Uważaj co kupujesz. Na rynku pojawiły się podrobione karty graficzne

2 miesięcy temu

Nieuczciwi sprzedawcy użyli GPU pochodzącego z dużo tańszej karty graficznej i umieścili je w droższym modelu. Najgorsze, iż nie sposób tego zauważyć na pierwszy rzut oka.

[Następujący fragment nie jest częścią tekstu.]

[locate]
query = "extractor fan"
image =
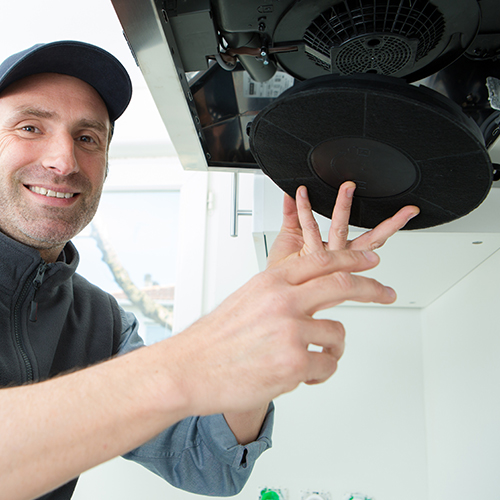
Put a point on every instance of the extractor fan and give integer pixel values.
(400, 96)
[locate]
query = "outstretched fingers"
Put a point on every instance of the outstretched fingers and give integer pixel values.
(328, 291)
(371, 240)
(339, 227)
(310, 228)
(323, 263)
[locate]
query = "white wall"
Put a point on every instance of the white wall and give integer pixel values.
(411, 413)
(462, 373)
(361, 431)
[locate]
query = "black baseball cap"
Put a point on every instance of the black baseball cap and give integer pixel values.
(87, 62)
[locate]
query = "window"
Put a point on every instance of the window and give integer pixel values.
(130, 249)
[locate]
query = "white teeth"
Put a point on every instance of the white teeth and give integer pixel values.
(50, 193)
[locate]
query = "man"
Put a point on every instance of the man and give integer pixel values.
(62, 411)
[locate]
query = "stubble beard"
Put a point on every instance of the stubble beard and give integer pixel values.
(46, 227)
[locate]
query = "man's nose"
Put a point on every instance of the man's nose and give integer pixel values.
(59, 155)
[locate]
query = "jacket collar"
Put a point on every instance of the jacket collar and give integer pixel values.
(19, 261)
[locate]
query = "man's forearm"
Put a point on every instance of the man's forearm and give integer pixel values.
(246, 426)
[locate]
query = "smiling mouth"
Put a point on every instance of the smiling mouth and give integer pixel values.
(49, 193)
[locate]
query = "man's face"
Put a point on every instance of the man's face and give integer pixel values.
(53, 149)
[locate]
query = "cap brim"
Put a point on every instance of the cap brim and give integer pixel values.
(87, 62)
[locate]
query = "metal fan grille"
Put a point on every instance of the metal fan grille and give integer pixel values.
(385, 55)
(417, 20)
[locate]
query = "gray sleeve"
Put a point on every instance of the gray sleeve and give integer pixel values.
(198, 454)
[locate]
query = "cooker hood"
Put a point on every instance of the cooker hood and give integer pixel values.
(401, 96)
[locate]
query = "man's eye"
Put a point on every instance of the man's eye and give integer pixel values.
(30, 128)
(86, 138)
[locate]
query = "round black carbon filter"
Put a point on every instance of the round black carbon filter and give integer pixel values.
(401, 145)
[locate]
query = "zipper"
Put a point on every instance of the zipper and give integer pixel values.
(37, 283)
(35, 277)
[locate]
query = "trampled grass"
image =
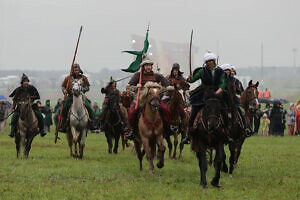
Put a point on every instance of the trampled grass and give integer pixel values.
(269, 168)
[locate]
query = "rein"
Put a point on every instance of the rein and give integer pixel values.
(149, 124)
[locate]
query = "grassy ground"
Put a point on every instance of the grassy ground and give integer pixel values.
(268, 169)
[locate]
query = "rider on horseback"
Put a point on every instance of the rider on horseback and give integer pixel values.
(110, 89)
(25, 88)
(67, 89)
(147, 75)
(212, 77)
(177, 80)
(230, 71)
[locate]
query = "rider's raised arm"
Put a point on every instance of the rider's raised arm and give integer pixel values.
(134, 79)
(196, 76)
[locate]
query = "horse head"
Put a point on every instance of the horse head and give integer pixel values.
(250, 95)
(76, 87)
(113, 102)
(211, 113)
(24, 105)
(151, 95)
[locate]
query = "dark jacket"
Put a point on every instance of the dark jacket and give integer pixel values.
(23, 91)
(209, 80)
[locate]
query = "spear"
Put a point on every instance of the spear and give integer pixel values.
(190, 54)
(68, 83)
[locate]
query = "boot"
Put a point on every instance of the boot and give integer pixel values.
(13, 131)
(62, 126)
(42, 132)
(187, 139)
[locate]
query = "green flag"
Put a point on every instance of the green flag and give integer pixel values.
(135, 65)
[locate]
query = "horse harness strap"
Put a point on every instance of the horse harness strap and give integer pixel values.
(150, 124)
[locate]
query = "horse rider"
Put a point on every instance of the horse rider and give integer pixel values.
(237, 100)
(212, 77)
(177, 80)
(127, 97)
(147, 75)
(24, 89)
(77, 74)
(110, 89)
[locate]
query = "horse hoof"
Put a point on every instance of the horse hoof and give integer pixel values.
(160, 165)
(215, 183)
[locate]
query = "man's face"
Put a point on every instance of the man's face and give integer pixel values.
(211, 64)
(175, 72)
(227, 71)
(148, 68)
(76, 72)
(25, 83)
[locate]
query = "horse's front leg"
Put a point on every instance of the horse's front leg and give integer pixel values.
(161, 151)
(149, 155)
(175, 145)
(202, 162)
(168, 139)
(109, 141)
(82, 142)
(117, 138)
(217, 163)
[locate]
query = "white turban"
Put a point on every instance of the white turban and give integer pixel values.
(209, 56)
(226, 67)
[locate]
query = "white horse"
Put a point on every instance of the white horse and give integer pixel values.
(78, 120)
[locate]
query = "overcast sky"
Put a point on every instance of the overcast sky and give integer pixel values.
(41, 34)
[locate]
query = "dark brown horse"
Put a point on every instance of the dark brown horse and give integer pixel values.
(28, 126)
(209, 133)
(249, 100)
(150, 127)
(175, 125)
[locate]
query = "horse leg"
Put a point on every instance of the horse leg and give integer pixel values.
(210, 151)
(175, 145)
(82, 142)
(181, 147)
(217, 163)
(117, 138)
(109, 142)
(70, 142)
(140, 155)
(231, 158)
(18, 143)
(146, 145)
(202, 162)
(168, 139)
(161, 151)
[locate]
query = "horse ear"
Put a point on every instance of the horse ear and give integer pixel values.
(250, 83)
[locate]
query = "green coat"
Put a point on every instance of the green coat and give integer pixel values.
(48, 115)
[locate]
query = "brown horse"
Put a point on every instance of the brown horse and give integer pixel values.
(175, 124)
(249, 100)
(150, 127)
(28, 126)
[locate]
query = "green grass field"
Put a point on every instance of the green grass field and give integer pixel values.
(269, 168)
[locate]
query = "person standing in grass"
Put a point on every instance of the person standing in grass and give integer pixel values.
(291, 119)
(265, 125)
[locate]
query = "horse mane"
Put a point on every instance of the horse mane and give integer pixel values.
(144, 92)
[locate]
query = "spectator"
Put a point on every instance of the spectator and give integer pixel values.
(291, 119)
(277, 120)
(265, 124)
(298, 120)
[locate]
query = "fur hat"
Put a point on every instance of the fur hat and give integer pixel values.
(24, 78)
(209, 56)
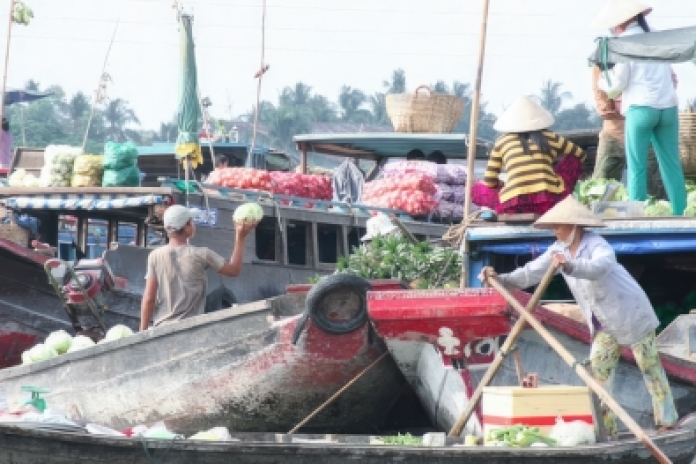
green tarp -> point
(670, 46)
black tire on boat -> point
(337, 304)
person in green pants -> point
(649, 104)
(611, 154)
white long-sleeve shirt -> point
(600, 285)
(640, 83)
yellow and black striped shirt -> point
(528, 173)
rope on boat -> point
(455, 236)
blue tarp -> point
(622, 245)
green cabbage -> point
(41, 352)
(117, 332)
(59, 340)
(26, 358)
(80, 342)
(248, 212)
(658, 208)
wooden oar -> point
(500, 356)
(582, 372)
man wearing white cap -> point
(175, 282)
(617, 310)
(649, 104)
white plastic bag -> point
(572, 433)
(214, 434)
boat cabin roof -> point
(378, 146)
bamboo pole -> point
(500, 356)
(7, 61)
(473, 129)
(337, 394)
(583, 374)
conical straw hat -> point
(524, 115)
(568, 211)
(617, 12)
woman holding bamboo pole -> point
(616, 308)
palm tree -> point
(76, 109)
(117, 115)
(322, 109)
(398, 82)
(439, 87)
(298, 95)
(378, 108)
(461, 89)
(286, 122)
(350, 101)
(32, 85)
(551, 97)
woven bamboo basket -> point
(11, 231)
(422, 112)
(687, 141)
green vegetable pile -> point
(517, 436)
(657, 208)
(406, 439)
(590, 190)
(419, 264)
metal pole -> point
(7, 61)
(473, 129)
(102, 83)
(261, 71)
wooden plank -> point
(29, 191)
(598, 417)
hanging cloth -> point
(347, 182)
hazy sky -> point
(324, 44)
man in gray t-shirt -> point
(176, 284)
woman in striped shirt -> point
(527, 151)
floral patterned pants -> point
(604, 357)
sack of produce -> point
(241, 178)
(423, 167)
(16, 179)
(411, 192)
(449, 209)
(88, 171)
(454, 174)
(120, 165)
(294, 184)
(120, 155)
(58, 165)
(412, 202)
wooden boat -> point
(26, 446)
(445, 382)
(237, 368)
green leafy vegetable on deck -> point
(420, 265)
(657, 208)
(406, 439)
(590, 190)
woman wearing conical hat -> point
(617, 310)
(649, 104)
(527, 151)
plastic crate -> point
(618, 209)
(534, 407)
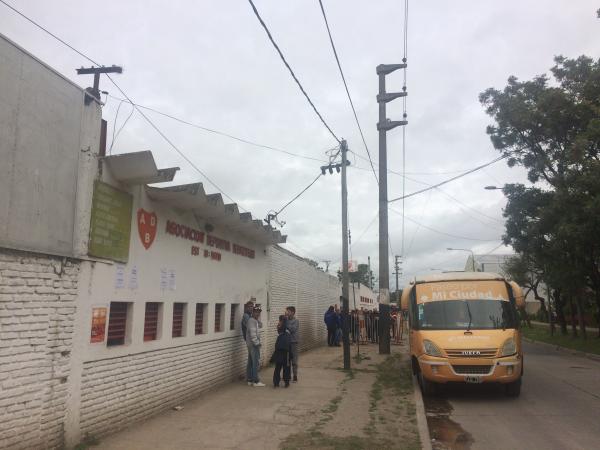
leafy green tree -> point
(552, 128)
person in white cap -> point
(253, 342)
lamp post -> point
(466, 250)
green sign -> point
(111, 223)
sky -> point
(211, 64)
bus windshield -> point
(466, 315)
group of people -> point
(285, 355)
(363, 325)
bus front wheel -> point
(513, 389)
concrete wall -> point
(37, 307)
(292, 281)
(45, 130)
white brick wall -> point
(37, 305)
(119, 391)
(293, 282)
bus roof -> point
(458, 276)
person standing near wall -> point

Jak można podrobić karty NVIDIA GeForce RTX 4090 bez dostępu do rdzeni AD102 produkcji Zielonych oraz pamięci GDDR6X tworzonych przez Microna? Najwyraźniej całkiem łatwo, jak twierdzi renomowany zagraniczny serwis komputerowy, NorthWest Repair. Sprzedawanie podrabianych kart graficznych to oczywiście nie jest nowe zjawisko, ale opisywana tutaj sytuacja to jednak zupełnie inny poziom bezczelności.

Tak podrobiona karta adekwatnie nie ma prawa działać

Oryginalne GPU po lewej, podróbka z prawej

Rdzeń NVIDIA AD102 jest zgodny na poziomie styków z GA102, pochodzącym z karty graficznej poprzedniej generacji – GeForce RTX 3080 Ti. Starszy model jest oczywiście tańszy, a także dostępny w całkiem sporych ilościach na rynku wtórnym. Chociaż ich stan może być dyskusyjny, gdyż wiele z nich było wykorzystywanych w koparkach kryptowalut. Oczywiście, GA102 jest dość wyraźnie oznaczony, w celu uniknięcia pomyłek, ale oszuści wykazali się sporą dawką pomysłowości. Usunęli stary grawerunek polerując chip, co jest procesem dość niebezpiecznym, a następnie laserowo wypalili nowe oznaczenia.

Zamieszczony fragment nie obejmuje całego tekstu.